Issues of Survival
One of the most difficult things to talk about in our society is the issue of child sexual abuse. By the age of 16, some research reports, 1 in 4 females and 1 in 6 males have been sexually abused. There are many organizations which have focused on advocacy and prevention over the last two decades and thankfully public dialogue about the issue has increased. While more public attention has been given to the subject many who have been abused as children find it difficult to reach out for help in their recovery and seek the help which is now available.
Sexual abuse can include both physical and nonphysical acts with situations ranging from physical molestation and rape to someone showing child pornography, talking inappropriately to a child or making a child watch some type of sexual activity. Official government, medical and CDC statistics indicate the rates of child abuse. The problem is these numbers are often much lower than what actually occurs. Sexual abuse rarely leaves marks visible to those around the child and it is because of this most cases of child abuse go unreported or are not prosecuted.
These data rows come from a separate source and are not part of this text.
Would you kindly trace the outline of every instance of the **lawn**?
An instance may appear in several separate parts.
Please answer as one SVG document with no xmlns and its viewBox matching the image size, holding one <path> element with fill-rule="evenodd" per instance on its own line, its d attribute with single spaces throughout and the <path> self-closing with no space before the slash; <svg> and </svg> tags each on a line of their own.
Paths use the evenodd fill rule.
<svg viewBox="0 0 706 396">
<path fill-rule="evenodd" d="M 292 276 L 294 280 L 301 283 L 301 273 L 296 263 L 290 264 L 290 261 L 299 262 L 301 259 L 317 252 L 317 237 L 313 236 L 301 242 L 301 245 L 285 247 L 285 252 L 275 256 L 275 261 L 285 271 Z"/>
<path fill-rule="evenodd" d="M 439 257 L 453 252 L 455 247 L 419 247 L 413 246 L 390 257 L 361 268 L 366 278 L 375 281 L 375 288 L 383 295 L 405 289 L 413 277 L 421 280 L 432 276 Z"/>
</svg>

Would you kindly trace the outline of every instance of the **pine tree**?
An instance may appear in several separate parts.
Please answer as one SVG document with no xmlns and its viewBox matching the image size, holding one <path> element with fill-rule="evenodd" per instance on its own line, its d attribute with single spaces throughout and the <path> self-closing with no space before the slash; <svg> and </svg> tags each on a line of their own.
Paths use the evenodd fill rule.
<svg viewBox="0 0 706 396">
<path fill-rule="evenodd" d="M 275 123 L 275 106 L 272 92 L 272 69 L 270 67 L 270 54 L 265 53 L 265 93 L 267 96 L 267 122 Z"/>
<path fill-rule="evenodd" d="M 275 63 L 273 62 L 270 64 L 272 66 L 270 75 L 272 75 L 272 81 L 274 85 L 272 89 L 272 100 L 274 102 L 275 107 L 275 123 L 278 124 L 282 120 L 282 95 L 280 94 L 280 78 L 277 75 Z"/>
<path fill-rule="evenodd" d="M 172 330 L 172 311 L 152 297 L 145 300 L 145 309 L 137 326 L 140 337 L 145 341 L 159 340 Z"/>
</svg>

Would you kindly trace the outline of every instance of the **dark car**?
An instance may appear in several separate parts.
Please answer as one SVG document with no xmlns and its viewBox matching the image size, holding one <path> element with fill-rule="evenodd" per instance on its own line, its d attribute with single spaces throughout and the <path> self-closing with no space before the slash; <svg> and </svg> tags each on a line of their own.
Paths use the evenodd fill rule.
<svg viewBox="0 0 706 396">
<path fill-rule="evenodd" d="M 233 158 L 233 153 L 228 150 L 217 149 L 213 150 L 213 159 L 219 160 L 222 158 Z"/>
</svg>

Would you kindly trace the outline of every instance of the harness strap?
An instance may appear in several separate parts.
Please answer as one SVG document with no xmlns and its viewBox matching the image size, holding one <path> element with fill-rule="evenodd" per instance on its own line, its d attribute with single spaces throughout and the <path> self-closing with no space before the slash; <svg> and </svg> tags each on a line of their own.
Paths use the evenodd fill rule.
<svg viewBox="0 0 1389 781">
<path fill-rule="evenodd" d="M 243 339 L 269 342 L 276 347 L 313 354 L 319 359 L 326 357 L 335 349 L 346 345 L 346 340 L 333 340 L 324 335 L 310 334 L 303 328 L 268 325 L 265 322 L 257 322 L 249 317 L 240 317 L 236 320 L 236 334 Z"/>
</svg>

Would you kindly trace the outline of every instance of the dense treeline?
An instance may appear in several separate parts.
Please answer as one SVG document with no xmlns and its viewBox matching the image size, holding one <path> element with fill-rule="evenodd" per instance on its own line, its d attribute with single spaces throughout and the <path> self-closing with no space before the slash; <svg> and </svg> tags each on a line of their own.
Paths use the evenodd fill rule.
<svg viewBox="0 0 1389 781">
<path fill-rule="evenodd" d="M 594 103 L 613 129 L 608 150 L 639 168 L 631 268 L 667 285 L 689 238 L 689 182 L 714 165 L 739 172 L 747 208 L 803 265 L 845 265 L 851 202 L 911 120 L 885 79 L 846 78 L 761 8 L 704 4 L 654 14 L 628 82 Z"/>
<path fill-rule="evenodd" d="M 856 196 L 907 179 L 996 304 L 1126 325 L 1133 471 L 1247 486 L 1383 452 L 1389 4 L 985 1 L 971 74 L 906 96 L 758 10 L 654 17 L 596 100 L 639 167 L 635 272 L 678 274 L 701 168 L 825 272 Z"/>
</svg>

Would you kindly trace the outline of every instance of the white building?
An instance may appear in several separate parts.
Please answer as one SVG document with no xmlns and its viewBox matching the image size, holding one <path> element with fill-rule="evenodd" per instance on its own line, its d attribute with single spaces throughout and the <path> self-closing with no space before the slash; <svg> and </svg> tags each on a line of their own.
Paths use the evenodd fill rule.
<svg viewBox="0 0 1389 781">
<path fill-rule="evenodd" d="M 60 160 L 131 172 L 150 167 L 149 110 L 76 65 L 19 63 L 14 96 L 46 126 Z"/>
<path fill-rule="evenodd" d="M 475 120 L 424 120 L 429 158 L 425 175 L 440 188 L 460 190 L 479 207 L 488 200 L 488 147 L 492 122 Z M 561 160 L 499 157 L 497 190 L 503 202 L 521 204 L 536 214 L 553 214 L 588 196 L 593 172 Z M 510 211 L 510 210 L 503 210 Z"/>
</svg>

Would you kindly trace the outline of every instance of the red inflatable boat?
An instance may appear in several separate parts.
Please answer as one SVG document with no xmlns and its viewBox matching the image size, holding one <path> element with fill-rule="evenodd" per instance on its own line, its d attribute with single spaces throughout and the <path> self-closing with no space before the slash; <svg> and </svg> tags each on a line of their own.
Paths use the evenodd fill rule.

Children who are sexually abused often suffer from intense feeling of shame as well as fear of their perpetrator and terror about how people will respond.
A myth surrounding child sexual abuse is sexual perpetration is always committed by a stranger. What we know, however that 95-96% of sexual abuse is committed by someone the child knows well and 90% of sexual abuse is committed by family/step family members. Sexual offenders are often not monsters, like we would all like to think. In fact, they tend to get along well with children, be socially adept and appear fairly average, blending in with most of society. Most sexual perpetrators are very skilled at manipulating and instilling fear, self-blame and shame in their victims.
One reason people are afraid to disclose their experience is because many people believe someone who has been sexually abused will abuse others – a myth unsupported by the research. Another reason people struggle with talking about their experience is due to intense guilt related to what they may have experienced in their bodies during the abuse. The reality is there are times when the body will respond, even when the experience is unwanted or even horrifying. Knowing this can be an avenue to recovery for those entering into therapy.
A factor which greatly impacts how someone recovers is how those around them respond when the information is disclosed. When someone discloses their abuse it is important that they be believed and feel like they can talk about what has happened without judgment. One factor helping children talk about and disclose their abuse is to know how to talk about. It is often helpful to educate children and adolescents about communication and sexuality in early childhood. What we know is that in sex positive societies – societies where there are many positive beliefs about sexuality – they have less sexual violence, including child abuse.
The results of child sexual abuse can impact someone in many different ways. The abuse of trust and the destruction of boundaries often make it difficult for someone to connect with others in a relationship, trust intimately and can also be a barrier to sexual connection. Many children blame themselves and make assumptions about who they are and their value, core beliefs which can be carried into adulthood. Additionally, individuals who are survivors of abuse may feel disconnected from their own bodies and struggle with identifying, experiencing and understanding their emotions. The experience of emotions may be overwhelming, causing intense fear and anxiety which can not only impact relationships, but how someone feels.
As a survivor it is important to know there is help and a way to recover from sexual abuse. As a society the answer for addressing child sexual abuse is through greater sexual education and communication. As individuals the answer is to be open, belief it can happen to anyone and report if we believe something is inappropriate.